Plant hormones are effectors of organ abscission, and their complex signals of synthesis, metabolism and transport directly or indirectly affect AZ development and plant organ abscission. Among these factors, the balance of ethylene and auxin levels is decisive for plant organ abscission [26, 27]. The indole-3-pyruvate (IPA) pathway is the main auxin biosynthesis pathway in the plant kingdom. The IPA pathway consists of two steps: Trp is converted to IPA by tryptophan aminotransferase/tryptophan aminotransferase-associated proteins (TAA1/TARs), and IPA is then converted to IAA via YUCCAs [28, 29]. The downregulated expression of TAA1 and YUCCA reduced the IAA content in T2. This finding is consistent with previous studies on premature abscission of Lycopersicon esculentum pedicels, whereas YUCCA overexpression increases the auxin content, which binds to the receptor TIR1 and promotes hydrolysis of the AUX/IAA ubiquitination pathway and dissociation of AUX/IAA-ARF, thus activating ARF, which inhibits the expression of senescence-associated genes and delays organ senescence and abscission [12]. We found that the expression of most of the AUX1, AUX/IAA, and SAUR genes was downregulated in T2; similarly, the expression of the AUX1 and TIR1 proteins was downregulated in P. avium stalk abscission, the expression of auxin synthesis precursors and auxin transport carriers was reduced [14], and the suppression of SlPIN1 expression reduced the auxin content of the AZ in tomato [30], leading to the significant upregulation of ethylene and abscisic acid-related genes, which disrupted the hormonal imbalance and stimulated the abscission process [31]. In addition, SAUR acts as an early auxin responsive gene involved in various developmental and physiological processes, such as leaf senescence, fruitlet abscission and hypocotyl development [32]. SAUR was downregulated in T2, whereas PavSAUR13/16/55/61 are differentially expressed during P. avium fruit abscission and are used as candidate genes for physiological fruit drop in P. avium [33]. These results suggest that the downregulation of auxin biosynthesis and signal transduction genes activates the expression of organ abscission signals and promotes the process of organ abscission.

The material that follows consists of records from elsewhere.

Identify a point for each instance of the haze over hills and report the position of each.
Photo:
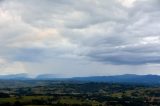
(126, 78)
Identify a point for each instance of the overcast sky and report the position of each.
(80, 37)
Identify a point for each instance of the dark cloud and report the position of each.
(104, 31)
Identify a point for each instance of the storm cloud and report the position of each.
(106, 32)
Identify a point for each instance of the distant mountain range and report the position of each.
(127, 78)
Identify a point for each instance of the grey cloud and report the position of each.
(101, 30)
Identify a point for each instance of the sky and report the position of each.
(80, 38)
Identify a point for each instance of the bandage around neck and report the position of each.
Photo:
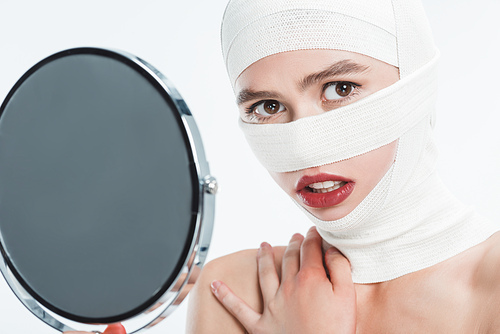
(409, 221)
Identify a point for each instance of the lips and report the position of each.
(317, 191)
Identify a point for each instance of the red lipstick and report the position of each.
(323, 200)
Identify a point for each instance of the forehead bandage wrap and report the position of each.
(409, 221)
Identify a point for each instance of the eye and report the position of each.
(268, 108)
(338, 90)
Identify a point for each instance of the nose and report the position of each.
(304, 109)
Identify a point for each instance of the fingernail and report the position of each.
(332, 250)
(215, 285)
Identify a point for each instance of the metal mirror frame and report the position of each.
(199, 244)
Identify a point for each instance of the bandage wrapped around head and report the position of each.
(409, 221)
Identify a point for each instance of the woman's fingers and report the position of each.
(291, 257)
(237, 307)
(268, 277)
(115, 329)
(339, 268)
(111, 329)
(311, 254)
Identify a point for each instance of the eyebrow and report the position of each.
(343, 67)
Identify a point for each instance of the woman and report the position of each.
(336, 100)
(351, 86)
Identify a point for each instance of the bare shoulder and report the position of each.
(487, 285)
(239, 271)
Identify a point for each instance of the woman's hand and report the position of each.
(111, 329)
(306, 301)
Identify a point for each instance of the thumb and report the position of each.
(115, 329)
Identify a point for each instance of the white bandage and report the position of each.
(409, 221)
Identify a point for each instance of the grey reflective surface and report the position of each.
(96, 187)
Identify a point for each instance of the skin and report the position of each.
(238, 293)
(365, 170)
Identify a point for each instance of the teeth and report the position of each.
(325, 187)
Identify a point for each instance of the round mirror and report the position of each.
(106, 201)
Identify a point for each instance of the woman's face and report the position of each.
(287, 86)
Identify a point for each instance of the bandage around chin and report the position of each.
(349, 131)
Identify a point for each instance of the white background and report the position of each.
(181, 39)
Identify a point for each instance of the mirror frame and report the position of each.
(199, 244)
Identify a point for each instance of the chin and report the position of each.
(331, 213)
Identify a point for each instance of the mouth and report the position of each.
(323, 190)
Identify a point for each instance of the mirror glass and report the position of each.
(101, 186)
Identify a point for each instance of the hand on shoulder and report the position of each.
(299, 298)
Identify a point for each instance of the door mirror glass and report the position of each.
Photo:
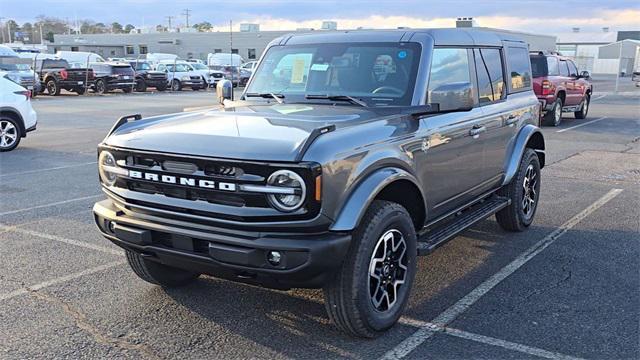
(224, 90)
(457, 96)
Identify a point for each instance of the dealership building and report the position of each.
(249, 42)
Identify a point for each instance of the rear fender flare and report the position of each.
(519, 147)
(365, 193)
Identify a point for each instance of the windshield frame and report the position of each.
(406, 99)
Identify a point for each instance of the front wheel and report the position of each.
(101, 87)
(369, 292)
(9, 133)
(554, 116)
(582, 114)
(524, 193)
(157, 273)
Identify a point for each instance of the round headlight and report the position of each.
(294, 190)
(106, 163)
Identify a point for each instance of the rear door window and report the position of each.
(564, 68)
(573, 70)
(519, 68)
(553, 66)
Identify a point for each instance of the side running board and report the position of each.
(440, 234)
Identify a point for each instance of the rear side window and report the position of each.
(539, 66)
(564, 68)
(519, 68)
(573, 70)
(553, 66)
(490, 77)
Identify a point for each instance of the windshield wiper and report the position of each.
(348, 98)
(277, 97)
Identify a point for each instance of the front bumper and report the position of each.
(307, 259)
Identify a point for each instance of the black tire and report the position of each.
(518, 215)
(101, 87)
(159, 274)
(141, 86)
(10, 133)
(176, 85)
(582, 114)
(348, 294)
(554, 116)
(52, 87)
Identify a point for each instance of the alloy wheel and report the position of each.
(387, 270)
(8, 134)
(530, 192)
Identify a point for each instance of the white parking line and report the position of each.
(583, 124)
(49, 205)
(59, 280)
(487, 340)
(62, 240)
(48, 169)
(409, 344)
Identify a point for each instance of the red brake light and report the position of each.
(26, 93)
(547, 87)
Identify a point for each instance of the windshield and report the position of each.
(141, 66)
(178, 68)
(378, 73)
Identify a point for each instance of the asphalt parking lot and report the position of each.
(569, 287)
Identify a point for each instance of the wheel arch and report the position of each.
(391, 184)
(14, 114)
(529, 137)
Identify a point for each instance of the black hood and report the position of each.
(250, 132)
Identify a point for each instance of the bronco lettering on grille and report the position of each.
(185, 181)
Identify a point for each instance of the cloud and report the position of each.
(615, 19)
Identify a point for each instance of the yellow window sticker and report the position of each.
(297, 73)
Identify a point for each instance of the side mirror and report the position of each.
(224, 90)
(453, 96)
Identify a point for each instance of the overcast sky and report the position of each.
(539, 16)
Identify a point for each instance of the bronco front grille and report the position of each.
(228, 176)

However, IAA depletion activates ETH production in AZ cells [26]. In ethylene biosynthesis, s-adenosylmethionine (SAM) and 1-aminocyclopropane-1-carboxylic acid (ACC) are used as intermediates to synthesize ethylene through three steps, and ACS and ACO are essential for synthesis [34]. During leaf abscission in C. paliurus, ACS and ACO were inhibited in T0 and T1 but upregulated in T2. Similarly, these genes were upregulated before fruit abscission in Pyrus sinkiangensis [35], Delphinium grandiflorum [36], Malus domestica [15] L. chinensis [37], and P. avium [14], thereby increasing ethylene biosynthesis. We found that 3 ERFs were significantly upregulated in T2, AcERF116 played a key role in ethylene crosstalk in Acacia catechu fruitlet abscission, and overexpression of the gene accelerated cell separation in the AZ and promoted pedicel abscission in transgenic tomato lines [38]. In addition, SlERF52 is a positive regulator of tomato pedicel abscission, and its silencing delays pedicel abscission because its expression further induces SITIP1;1 expression, which mediates abscission by gating cytoplasmic H₂O₂ concentrations and osmotic water permeability [26], and can activate cell wall-degrading enzymes, which trigger abscission [39]. In contrast, we identified 3 hub genes (ERF4, ERF5, and ERF109) in the brown module that were significantly downregulated in T2, and Gao et al. [2] reported that reduced expression of RhERF1 or RhERF4 accelerated petal abscission in Rosa hybrida, which regulated petal abscission by affecting the expression of pectin-metabolizing enzyme-encoding genes [2]. These results suggest that ethylene accumulation and related gene expression play decisive roles in the process of leaf abscission in C. paliurus (Fig. 11).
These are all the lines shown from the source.